Menanggapi hal itu, Ketua DKPP, Prof. Muhammad mengaku sudah mendengar adanya laporan tersebut. 

Namun saat ini pihaknya belum berani mengambil kesimpulan. Pasalnya laporan keterlibatan Tri Rismaharini secara langsung belum masuk ke mejanya.

Prof. muhammad cuma menyarankan jika Kota Surabaya menjadi barometer Jawa Timur, begitu juga Jawa Timur adalah barometer Indonesia. Jika Surabaya kondusif, maka Jatim ikut kondusif, dan Indonesia juga kondusif.

“Kalau ditanya soal ini saya belum mendalami laporannya.
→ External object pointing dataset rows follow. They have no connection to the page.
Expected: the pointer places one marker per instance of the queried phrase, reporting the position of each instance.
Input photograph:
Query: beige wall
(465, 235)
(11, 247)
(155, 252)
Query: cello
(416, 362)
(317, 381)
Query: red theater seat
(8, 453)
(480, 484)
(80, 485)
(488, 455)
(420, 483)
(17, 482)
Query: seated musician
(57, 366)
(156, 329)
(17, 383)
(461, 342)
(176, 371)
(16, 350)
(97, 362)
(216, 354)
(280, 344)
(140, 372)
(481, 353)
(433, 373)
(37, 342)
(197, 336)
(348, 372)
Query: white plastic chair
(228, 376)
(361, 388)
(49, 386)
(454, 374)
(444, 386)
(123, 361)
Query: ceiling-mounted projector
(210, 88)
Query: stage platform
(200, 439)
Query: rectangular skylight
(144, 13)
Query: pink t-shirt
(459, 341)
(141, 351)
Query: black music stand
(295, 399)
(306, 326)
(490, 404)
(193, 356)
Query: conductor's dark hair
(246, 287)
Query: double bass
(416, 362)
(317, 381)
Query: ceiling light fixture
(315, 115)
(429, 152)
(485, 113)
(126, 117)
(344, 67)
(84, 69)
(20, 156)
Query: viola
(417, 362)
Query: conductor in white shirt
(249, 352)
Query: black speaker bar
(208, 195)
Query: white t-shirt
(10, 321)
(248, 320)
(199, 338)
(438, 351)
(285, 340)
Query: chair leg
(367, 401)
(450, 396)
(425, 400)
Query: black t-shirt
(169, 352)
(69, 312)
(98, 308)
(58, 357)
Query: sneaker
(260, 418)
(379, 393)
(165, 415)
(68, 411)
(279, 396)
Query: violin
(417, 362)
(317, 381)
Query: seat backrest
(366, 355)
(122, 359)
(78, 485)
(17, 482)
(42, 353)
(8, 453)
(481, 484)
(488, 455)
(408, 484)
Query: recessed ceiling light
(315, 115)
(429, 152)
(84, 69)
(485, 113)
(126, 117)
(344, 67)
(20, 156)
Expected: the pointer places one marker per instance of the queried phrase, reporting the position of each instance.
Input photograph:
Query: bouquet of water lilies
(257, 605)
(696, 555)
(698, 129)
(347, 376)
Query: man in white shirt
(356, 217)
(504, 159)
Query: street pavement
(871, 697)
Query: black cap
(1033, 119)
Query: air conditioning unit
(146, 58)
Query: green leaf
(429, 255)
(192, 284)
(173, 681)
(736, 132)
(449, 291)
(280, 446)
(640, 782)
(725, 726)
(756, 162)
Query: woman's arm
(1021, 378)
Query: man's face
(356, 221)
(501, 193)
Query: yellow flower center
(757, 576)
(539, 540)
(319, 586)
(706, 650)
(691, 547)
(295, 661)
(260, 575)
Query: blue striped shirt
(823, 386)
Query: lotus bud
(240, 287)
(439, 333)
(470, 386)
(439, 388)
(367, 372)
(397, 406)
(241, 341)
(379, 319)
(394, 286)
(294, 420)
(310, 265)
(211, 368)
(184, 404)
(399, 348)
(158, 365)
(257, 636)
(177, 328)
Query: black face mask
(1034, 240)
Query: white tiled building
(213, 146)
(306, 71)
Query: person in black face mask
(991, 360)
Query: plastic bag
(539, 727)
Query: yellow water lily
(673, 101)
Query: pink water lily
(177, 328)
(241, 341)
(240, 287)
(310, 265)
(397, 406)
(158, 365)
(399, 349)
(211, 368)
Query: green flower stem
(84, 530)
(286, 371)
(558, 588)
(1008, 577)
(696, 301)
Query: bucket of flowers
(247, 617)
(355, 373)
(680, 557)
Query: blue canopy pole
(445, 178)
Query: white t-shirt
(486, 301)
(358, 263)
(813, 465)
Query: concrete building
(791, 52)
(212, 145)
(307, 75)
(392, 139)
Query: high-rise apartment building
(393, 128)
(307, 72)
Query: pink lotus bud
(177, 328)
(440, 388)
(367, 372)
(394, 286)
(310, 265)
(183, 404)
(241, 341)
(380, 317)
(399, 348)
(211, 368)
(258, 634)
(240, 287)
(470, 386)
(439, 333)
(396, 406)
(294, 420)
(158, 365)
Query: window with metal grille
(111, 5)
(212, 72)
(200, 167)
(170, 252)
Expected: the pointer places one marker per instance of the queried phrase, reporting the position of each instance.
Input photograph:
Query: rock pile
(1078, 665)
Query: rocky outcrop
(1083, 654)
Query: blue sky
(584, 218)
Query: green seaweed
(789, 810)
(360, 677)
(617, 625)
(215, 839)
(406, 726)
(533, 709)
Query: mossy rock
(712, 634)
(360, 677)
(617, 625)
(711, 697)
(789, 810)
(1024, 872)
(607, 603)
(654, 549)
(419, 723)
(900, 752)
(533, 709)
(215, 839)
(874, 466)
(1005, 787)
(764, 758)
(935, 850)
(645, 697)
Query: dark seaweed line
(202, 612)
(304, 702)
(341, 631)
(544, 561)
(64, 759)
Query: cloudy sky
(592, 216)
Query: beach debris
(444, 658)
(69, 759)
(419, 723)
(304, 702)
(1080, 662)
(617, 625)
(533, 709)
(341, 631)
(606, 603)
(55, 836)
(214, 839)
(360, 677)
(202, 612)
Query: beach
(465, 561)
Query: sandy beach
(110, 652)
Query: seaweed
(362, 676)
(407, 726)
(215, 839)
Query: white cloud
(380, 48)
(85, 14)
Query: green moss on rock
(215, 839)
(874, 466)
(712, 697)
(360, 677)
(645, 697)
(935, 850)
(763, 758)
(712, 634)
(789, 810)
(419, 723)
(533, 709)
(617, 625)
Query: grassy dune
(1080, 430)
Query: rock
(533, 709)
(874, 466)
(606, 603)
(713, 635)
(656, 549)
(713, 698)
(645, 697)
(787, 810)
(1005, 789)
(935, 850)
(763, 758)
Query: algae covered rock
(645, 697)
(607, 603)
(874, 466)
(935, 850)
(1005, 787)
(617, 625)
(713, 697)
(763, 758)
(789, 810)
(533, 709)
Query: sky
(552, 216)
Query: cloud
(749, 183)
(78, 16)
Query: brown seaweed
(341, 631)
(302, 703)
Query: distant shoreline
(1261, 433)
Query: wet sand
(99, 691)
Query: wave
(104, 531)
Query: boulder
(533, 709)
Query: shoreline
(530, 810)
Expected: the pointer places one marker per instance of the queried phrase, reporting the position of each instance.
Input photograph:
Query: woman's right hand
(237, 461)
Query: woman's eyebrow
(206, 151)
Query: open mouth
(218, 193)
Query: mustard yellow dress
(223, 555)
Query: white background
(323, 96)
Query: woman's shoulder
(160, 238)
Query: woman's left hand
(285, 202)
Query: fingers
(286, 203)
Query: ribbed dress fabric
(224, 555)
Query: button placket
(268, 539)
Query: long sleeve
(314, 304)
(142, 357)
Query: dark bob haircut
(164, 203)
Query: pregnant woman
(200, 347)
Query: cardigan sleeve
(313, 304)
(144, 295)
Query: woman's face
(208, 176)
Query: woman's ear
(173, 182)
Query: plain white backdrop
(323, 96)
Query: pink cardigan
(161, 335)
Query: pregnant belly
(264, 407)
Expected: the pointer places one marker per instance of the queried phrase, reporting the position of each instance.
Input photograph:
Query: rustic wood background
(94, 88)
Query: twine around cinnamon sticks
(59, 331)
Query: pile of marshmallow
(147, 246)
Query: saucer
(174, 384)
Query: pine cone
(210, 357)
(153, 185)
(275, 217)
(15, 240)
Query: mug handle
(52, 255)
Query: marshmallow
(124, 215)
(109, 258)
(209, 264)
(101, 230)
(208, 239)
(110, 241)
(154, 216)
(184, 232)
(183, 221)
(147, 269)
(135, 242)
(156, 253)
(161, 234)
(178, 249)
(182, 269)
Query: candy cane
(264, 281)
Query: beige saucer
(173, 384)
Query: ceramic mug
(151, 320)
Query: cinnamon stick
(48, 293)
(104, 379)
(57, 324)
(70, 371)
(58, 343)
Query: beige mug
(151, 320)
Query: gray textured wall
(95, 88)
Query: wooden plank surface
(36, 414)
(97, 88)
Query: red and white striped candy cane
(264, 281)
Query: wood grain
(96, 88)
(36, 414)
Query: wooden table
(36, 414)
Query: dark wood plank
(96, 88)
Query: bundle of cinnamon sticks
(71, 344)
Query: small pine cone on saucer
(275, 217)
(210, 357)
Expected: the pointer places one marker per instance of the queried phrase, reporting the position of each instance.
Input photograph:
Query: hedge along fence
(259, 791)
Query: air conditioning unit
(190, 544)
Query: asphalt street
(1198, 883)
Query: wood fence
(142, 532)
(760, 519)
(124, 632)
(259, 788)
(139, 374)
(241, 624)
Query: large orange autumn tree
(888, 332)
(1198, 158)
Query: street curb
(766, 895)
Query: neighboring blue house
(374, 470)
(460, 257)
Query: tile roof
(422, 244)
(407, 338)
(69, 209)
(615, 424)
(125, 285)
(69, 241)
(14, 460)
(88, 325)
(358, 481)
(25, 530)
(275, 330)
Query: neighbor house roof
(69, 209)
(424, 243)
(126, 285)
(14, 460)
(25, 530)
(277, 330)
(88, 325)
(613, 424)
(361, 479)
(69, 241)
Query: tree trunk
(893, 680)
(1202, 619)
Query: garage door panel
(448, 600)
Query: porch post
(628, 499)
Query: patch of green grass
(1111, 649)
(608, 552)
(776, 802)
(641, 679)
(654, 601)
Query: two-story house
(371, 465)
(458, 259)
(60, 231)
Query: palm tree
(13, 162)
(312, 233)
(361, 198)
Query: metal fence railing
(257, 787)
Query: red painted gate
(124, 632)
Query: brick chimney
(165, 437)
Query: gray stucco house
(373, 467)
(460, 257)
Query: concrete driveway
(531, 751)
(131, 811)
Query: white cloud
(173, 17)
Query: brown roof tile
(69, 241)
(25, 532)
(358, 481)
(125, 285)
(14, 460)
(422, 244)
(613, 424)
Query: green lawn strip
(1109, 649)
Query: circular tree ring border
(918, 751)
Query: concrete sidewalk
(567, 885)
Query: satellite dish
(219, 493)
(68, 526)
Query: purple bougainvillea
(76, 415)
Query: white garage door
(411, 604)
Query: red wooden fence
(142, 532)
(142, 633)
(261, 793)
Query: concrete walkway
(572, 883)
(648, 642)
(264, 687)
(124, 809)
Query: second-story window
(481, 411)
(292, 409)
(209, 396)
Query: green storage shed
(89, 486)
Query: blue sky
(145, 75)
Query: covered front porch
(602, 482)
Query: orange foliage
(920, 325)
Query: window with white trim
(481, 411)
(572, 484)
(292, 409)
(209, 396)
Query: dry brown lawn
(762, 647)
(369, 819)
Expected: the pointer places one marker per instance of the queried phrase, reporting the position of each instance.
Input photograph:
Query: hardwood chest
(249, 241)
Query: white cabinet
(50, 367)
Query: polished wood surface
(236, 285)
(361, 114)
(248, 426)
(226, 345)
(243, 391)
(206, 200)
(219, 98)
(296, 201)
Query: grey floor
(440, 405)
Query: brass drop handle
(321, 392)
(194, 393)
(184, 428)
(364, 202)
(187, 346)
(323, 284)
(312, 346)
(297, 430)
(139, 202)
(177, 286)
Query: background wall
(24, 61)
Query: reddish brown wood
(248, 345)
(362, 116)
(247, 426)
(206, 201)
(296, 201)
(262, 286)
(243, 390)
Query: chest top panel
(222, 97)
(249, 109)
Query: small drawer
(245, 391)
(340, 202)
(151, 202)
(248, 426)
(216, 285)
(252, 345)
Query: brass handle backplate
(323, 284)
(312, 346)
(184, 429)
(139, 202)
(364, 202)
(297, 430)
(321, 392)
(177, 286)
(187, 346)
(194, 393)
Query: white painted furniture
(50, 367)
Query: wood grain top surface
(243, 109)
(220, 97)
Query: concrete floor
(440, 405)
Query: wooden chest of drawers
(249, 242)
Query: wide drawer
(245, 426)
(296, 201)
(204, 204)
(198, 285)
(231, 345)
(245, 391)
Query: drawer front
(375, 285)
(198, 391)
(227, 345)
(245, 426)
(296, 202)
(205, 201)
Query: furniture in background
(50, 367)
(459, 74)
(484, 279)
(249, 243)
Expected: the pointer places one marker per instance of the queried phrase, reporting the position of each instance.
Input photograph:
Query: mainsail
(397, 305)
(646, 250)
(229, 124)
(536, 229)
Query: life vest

Ada japrian dari teman di Jakarta menyebutkan Wali kota sudah mulai seksi-seksi dan mulai mengisi panggung dalam rangka pergantian beliau sebagai Wali Kota,” kata Prof. Muhammad, dikutip Kantor Berita RMOLJatim, usai acara Ngobrol Etika Penyelenggara Pemilu dengan Media (Ngetren Media) di Surabaya, Kamis (22/10).

Namun dirinya berharap Wali Kota Surabaya Tri Rismaharini, bisa memberikan teladan sebagai pejabat negara.

Nah, sebagai seorang politisi senior, Risma dinilai sukses menjadi seorang Wali Kota Surabaya.

“Kita berharap beliau memberi suri tauladan yang baik. Kalau sebagai Wali Kota tegak lurus. Tak ke kanan dan ke kiri, sebagai wali kota dan juga kader partai harusnya ada batasannya, saya berkeyakinan Bu Risma paham akan hal tersebut,” pungkasnya.